The Trump administration is now trying to turn back both provisions. What effect will this have on the financial system itself?
Let’s start with Dodd Frank and the Volcker Rule. Many critics (and there are plenty, both on the Democratic and Republican sides of the aisle) will correctly point out that merely separating trading and lending wouldn’t have prevented things like the collapse of AIG, not to mention past financial crises like the savings and loans crisis of the 1980s. It’s also true that many of the largest US financial institutions have actually started to do less trading not because of the Volcker Rule, but because new Federal Reserve rules require them to hold more cash and cash equivalents, which makes it tougher for them to take the sort of risks required to do risky trading.
Yet while the TBTF banks have actually done plenty of deleveraging of their own accord, there’s a greater principal at stake here — the mission and purpose of the financial system in general. As I write in my book, Makers and Takers: The Rise of Finance and the Fall of American Business, the rise of things like proprietary trading is part of a larger rise of finance relative to business from the 1980s onwards. Finance today represents seven percent of the US economy, yet creates only four percent of jobs, and takes a whopping 25% of corporate profits. Capital requirements, while higher than they were prior to 2008, are still relatively low — banks regularly conduct daily business with over 90% borrowed money, something which creates fundamental instability in the system.

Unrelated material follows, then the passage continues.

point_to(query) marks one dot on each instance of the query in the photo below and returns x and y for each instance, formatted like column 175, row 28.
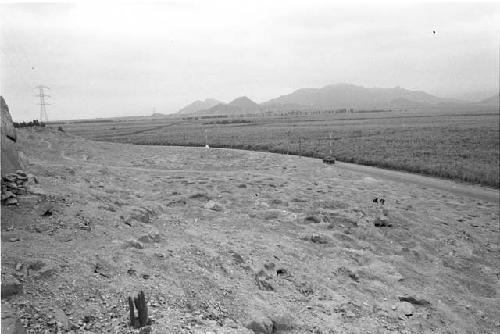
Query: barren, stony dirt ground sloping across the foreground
column 220, row 240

Turning back the Volcker Rule would send a message to the industry that nothing fundamentally needs to change in the financial system — that it can continue serving mainly itself, rather than business as a whole. Today, only about 15% of the financial flows out of the big US financial institutions go into business investment, as opposed to the 1970s, when the majority of financial flows would have gone into business investment — the rest goes into the buying and selling of existing assets. That shift has coincided with a decline in start-ups per capita, lower R&D spending on the part of businesses, and a general decrease in the sort of entrepreneurial zeal that creates real economic growth, rather than the false, financialized kind.
As for the fiduciary rule, it’s hard to think of any legitimate reason why financial advisors shouldn’t be legally required to look after the best interests of their clients. As I write in my book, the asset management industry is not only the fastest growing but also one of the most problematic parts of the financial sector — only a handful of actively managed mutual funds outperform the market, and yet millions of Americans are invested in poorly performing, high fee funds that eat up anywhere from 30% to 60% of their retirement savings by some estimates.

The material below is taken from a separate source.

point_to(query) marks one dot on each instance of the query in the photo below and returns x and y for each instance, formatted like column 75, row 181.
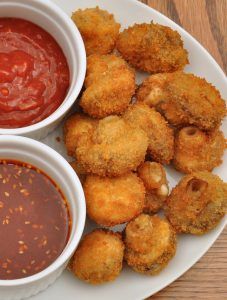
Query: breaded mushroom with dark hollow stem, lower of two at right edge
column 197, row 203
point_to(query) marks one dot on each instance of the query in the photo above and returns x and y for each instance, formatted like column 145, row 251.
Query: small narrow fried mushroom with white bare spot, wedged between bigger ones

In recent years, the discussion around fiduciary duty has led to greater awareness of this problem on the part of investors, and that’s why you are seeing more and more people putting their money — rightly so — into market tracking, no or low fee index funds, rather than paying money managers huge fees for under-performing the market. Turning back the legal requirement for managers to tell investors the truth would be a boon for Wall Street, and a terrible disservice to Main Street. It would also say quite a lot about where the Trump Administration’s priorities — and loyalties — lie.